Your Parrot is dead!

21 Jun 2010 12:19 #1 by DrMike
Your Parrot is dead! was created by DrMike
At dawn the telephone rings, 'Hello, Senor Rod? This is Ernesto, the caretaker at your country house.'
'Ah yes, Ernesto. What can I do for you? Is there a problem?'
'Um, I am just calling to advise you, Senor Rod, that your parrot, he is dead.'
'My parrot? Dead? The one that won the international competition?'
'Si, Senor, thats the one.'
'Darn! Thats a pity! I spent a small fortune on that bird. What did he die from?'
'From eating the rotten meat, Senor Rod.'
'Rotten meat? Who the heck fed him the rotten meat?'
'Nobody, Senor. He ate the meat of the dead horse.'
'Dead horse?
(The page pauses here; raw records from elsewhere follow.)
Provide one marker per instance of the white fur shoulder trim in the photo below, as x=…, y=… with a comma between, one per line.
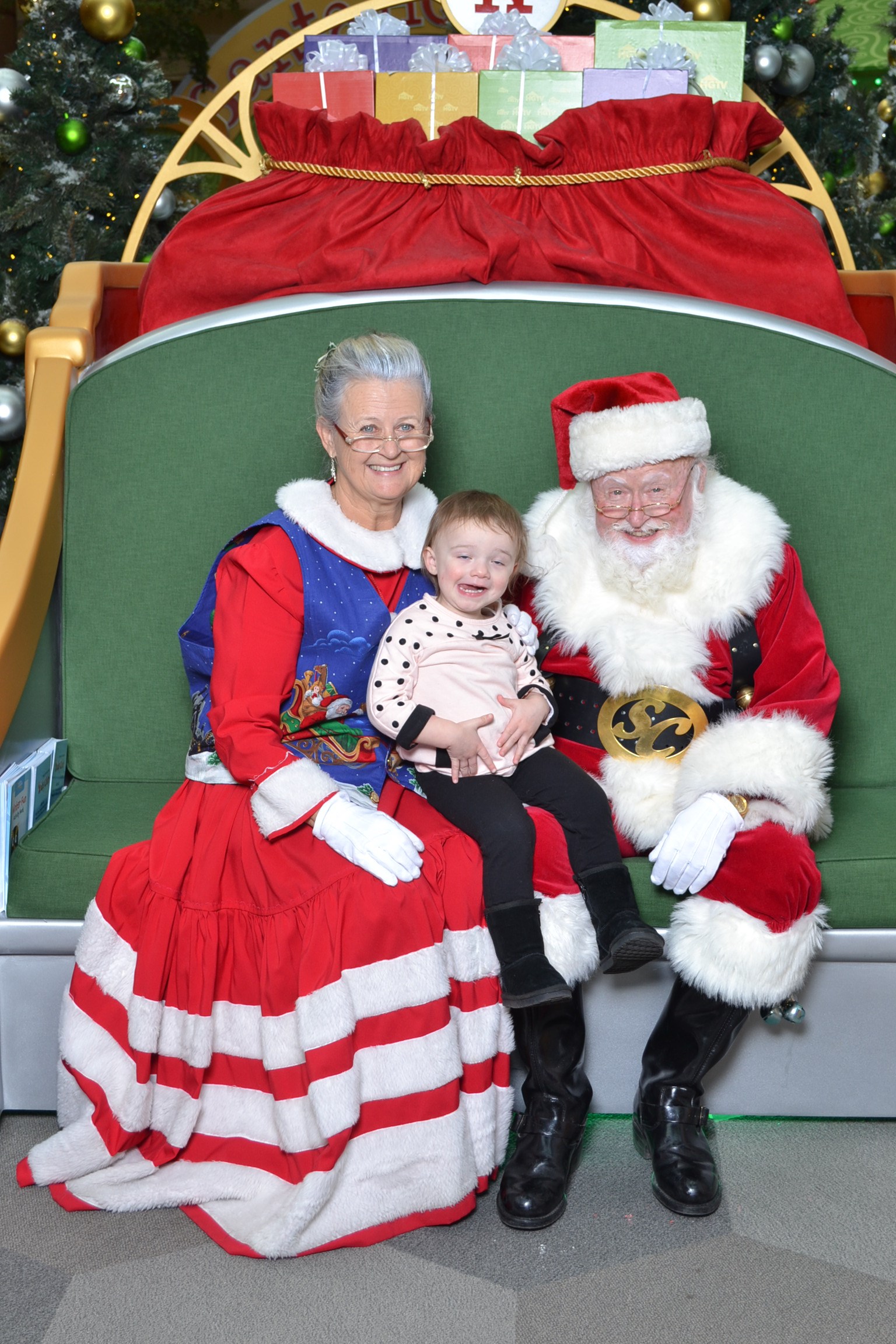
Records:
x=632, y=643
x=311, y=505
x=727, y=953
x=778, y=761
x=289, y=794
What dead horse?'
The thoroughbred, Senor Rod.'
'My prize thoroughbred is dead?'
'Yes Senor Rod, he died from all that work pulling the water cart.'
'Are you insane?? What water cart?'
'The one we used to put out the fire, Senor.'
'Good Lord!! What fire are you talking about, man??'
'The one at your house, Senor! A candle fell and the curtains caught on fire.'
'What the heck?? Are you saying that my mansion is destroyed because of a candle??!!'
'Yes, Senor Rod.'
'But there's electricity at the house!! What was the candle for?'
'For the funeral, Senor Rod.'
'WHAT BLOODY FUNERAL??!!'
'Your wife's, Senor Rod, she showed up very late one night and I thought she was a thief. I couldn't find any ammo for your new Sako 338-06 so I struck her on the head with it.
SILENCE..... LONG SILENCE...... MORE LONG SILENCE........
'Ernesto, if you put one scratch on my new Sako 338-06, your going to be in deep deep trouble!!